[tlhIngan Hol] “In a usual manner”
Jeffrey Clark
jmclark85 at gmail.com
Fri May 17 17:52:05 PDT 2019
chaq {jIyItmeH HoDoSwIj motlh vIlo’} jatsla vay’.
{motlh vIyIt} vIleghchugh, “I typically walk” vIyaj.
—jevreH
Sent from my iPhone
> On May 17, 2019, at 20:27, Daniel Dadap <daniel at dadap.net> wrote:
>
> I recently encountered the sentence *{motlh vIyIt}, where the intended meaning was “I walk in a usual manner”. The intended meaning was clear based on context and an accompanying English translation, but otherwise I would have read {motlh jIyIt} (correcting for the unusual prefix) as “I usually walk”; i.e., referring to the frequency or habitualness of the walking rather than the quality or the manner.
>
> I recommended rephrasing as {yItwI' motlh jIH}, but I suppose any number of other constructions involving the verb {motlh} rather than the adverbial would have been appropriate, e.g. {jIyIttaHvIS jImotlh}, {motlh yItmeH Ho'DoSwIj}, etc., or using other words besides {motlh} (e.g. {jIyIttaHvIS jIle'be'}), but am I wrong about the adverbial {motlh} referring to only frequency rather than manner?
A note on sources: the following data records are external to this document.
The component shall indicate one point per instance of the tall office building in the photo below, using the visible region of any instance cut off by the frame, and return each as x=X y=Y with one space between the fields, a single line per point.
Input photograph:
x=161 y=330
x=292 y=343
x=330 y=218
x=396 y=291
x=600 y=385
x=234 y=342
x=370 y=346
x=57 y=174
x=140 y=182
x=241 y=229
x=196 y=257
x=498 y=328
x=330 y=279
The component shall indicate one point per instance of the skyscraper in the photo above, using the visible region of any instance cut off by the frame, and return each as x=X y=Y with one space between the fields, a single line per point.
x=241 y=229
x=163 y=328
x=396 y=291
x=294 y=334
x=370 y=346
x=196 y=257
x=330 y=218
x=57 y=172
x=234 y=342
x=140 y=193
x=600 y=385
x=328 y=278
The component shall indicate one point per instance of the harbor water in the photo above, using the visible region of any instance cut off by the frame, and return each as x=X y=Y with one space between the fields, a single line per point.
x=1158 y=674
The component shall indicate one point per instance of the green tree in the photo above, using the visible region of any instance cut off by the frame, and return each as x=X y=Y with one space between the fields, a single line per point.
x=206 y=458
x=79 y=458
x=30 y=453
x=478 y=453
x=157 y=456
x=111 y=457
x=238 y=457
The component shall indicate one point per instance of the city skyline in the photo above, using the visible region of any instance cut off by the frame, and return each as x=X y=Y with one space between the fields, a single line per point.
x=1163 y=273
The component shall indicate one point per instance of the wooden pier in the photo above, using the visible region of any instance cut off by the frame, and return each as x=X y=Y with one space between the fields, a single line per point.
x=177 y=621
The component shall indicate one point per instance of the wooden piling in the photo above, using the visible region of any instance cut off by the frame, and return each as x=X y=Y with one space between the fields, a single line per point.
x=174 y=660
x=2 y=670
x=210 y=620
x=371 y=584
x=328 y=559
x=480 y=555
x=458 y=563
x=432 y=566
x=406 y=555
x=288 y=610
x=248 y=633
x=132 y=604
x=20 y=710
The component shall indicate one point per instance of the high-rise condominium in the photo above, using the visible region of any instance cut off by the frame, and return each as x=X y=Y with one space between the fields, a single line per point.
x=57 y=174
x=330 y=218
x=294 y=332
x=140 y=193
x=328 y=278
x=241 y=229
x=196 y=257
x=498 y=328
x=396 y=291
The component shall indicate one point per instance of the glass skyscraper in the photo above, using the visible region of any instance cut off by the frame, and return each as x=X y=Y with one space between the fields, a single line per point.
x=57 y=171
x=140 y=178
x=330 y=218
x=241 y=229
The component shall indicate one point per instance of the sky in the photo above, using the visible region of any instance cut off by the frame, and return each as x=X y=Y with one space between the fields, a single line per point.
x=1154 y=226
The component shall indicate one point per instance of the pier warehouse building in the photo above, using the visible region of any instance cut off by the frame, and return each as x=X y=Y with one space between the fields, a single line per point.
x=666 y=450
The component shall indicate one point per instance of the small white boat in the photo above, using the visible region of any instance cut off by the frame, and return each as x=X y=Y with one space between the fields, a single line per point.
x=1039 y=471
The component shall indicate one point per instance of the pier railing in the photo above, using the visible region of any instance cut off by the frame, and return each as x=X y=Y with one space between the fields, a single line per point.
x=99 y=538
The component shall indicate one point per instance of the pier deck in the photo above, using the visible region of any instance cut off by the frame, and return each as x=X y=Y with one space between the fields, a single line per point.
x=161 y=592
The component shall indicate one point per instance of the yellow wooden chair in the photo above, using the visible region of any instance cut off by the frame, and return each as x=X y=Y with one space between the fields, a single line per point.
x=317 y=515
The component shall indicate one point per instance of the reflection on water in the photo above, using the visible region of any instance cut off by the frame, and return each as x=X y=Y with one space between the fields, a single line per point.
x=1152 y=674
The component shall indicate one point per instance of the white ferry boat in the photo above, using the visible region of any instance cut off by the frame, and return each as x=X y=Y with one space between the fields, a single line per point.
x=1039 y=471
Could {motlh <wot>} actually be understood to mean <wot> happens in a usual manner?
>
> It seems the adverbial {motlh} was defined in KGT with just a gloss <usually, typically, as expected>, with no further clarification, and it seems to me that this could be read either as something indicating the usualness of the frequency or the manner of the verb it modifies, so I’m not sure where I got the idea from that it refers to the frequency. What canon uses, if any, have we seen of {motlh} as an adverbial, or of how to express that something happens in a usual manner?